The assessee contended that in the Model GST Law, which the GST Council Secretariat circulated in November 2016 to invite suggestions and comments from the public, the expression ‘plant and machinery’ was used in clauses (c) and (d).
However, while enacting the CGST Act, the legislature was consciously chosen to use the expression “plant or machinery” only in clause (d).
In Chief Commissioner Of Central Goods And Service Tax And Ors. vs M/S Safari Retreats Private Limited And Ors case, the Supreme Court ruled that builders were eligible for input tax credit (ITC) on construction costs if a building was constructed for renting services.
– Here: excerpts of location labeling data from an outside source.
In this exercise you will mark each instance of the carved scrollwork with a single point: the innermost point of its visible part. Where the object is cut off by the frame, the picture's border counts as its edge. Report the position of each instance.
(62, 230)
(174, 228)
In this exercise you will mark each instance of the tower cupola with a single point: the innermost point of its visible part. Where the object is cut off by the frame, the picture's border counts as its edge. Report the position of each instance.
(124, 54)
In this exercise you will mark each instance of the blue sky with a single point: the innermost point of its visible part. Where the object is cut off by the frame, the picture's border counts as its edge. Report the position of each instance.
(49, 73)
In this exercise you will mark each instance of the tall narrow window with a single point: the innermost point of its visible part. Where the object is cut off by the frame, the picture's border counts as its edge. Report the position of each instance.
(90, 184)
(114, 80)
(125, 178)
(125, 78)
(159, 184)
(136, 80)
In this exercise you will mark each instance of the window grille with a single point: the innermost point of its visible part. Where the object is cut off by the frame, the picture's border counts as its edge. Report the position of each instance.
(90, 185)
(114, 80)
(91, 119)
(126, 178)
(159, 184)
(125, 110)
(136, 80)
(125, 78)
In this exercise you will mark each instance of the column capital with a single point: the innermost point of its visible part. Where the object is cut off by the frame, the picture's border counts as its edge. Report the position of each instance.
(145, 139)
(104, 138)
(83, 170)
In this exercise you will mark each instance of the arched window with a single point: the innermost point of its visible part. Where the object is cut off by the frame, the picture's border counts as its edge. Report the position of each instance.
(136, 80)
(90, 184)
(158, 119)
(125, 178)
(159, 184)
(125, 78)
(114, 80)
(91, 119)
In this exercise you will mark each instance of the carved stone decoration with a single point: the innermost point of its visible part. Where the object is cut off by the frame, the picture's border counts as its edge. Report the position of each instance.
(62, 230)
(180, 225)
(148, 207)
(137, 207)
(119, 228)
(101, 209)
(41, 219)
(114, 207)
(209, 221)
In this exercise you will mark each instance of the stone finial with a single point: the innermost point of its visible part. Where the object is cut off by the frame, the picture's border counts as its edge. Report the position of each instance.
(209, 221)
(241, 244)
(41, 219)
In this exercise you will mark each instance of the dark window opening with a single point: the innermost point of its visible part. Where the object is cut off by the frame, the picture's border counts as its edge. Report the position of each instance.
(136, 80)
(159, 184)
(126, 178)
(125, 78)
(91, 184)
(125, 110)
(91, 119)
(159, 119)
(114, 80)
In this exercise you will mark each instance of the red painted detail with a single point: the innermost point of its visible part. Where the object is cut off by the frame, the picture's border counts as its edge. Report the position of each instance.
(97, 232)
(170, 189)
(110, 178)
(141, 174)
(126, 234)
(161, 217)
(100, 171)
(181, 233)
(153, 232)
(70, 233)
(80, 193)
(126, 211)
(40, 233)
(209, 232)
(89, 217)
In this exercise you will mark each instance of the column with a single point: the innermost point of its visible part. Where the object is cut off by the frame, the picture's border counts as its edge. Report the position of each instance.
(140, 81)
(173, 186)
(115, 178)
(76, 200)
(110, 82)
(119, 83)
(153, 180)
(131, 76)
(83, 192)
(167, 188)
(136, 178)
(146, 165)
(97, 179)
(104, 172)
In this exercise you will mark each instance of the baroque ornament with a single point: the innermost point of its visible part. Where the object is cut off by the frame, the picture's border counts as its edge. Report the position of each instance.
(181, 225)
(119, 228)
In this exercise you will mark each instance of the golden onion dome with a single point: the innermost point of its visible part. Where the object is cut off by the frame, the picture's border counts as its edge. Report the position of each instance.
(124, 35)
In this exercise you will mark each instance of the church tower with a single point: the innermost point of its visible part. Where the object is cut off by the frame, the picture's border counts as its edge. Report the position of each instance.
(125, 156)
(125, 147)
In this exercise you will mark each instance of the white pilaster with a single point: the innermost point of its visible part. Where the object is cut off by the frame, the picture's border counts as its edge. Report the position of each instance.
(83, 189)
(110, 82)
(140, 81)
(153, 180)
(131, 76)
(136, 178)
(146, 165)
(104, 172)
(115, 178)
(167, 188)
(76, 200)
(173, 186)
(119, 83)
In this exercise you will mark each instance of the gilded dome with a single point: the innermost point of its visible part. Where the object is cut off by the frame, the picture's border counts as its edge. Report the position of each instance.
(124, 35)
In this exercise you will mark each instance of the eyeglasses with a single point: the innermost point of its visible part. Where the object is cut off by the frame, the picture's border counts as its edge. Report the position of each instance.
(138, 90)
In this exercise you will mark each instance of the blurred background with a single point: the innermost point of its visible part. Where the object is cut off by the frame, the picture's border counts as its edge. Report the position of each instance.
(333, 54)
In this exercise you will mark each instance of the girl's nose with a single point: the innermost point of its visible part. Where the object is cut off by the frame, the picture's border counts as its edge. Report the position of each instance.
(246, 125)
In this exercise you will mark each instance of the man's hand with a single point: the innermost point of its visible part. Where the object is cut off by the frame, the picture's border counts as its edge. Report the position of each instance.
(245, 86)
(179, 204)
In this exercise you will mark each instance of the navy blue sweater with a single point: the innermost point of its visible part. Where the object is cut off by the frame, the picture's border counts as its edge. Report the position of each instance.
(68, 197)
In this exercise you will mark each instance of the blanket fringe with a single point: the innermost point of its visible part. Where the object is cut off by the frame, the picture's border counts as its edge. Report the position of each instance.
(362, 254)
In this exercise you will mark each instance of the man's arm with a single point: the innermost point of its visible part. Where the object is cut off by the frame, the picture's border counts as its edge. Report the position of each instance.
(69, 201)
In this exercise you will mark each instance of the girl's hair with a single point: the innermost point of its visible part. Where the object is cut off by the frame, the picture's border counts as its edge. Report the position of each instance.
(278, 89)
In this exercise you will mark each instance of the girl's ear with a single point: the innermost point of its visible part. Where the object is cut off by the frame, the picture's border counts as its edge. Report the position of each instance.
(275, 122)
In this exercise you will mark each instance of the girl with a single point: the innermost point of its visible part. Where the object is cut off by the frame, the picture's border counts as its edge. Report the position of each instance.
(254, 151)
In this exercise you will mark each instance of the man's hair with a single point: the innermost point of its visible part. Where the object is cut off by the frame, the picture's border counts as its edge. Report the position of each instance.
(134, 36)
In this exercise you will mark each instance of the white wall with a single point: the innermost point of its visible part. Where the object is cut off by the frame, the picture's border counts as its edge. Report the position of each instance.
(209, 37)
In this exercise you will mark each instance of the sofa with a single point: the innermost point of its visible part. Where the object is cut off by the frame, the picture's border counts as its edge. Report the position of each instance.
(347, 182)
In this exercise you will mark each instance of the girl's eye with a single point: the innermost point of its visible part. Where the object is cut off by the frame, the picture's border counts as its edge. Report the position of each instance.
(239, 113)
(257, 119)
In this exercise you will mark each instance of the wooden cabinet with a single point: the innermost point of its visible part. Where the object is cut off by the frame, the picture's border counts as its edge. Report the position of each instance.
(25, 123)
The Bench of Justice Abhay Oka and Justice Sanjay Karol applied the functionality test to determine the availability of input tax credit while distinguishing between the definitions of ‘plant or machinery’ and ‘plant and machinery’.
It held that if the construction of a building was essential for carrying out an activity of supplying services such as renting or giving on lease or other transactions in respect of the buildings or part thereof which were covered by clauses 2 and 5 of the Schedule 2 of the CGST Act, the building could be held as a plant.
CBIC Chairman Sanjay Kumar Agarwal had recently said that there was error In drafting of the GST Act, 2017.
Addressing the press conference of the 55th GST Council Meet, Agarwal, replying to a query regarding the Safari Retreats verdict, said that it was a pure drafting error because the term ‘Plant and Machinery’ had been used at 11 places.
Only in one place, it has been mentioned as ‘Plant or Machinery’, so the drafting error has to be corrected with effect from July 1, 2017. This would require amendment in the GST Act, he added.
The GST Council proposed amending the GST Act retrospectively to address the implications of the Apex Court verdict in the Safari Retreats case.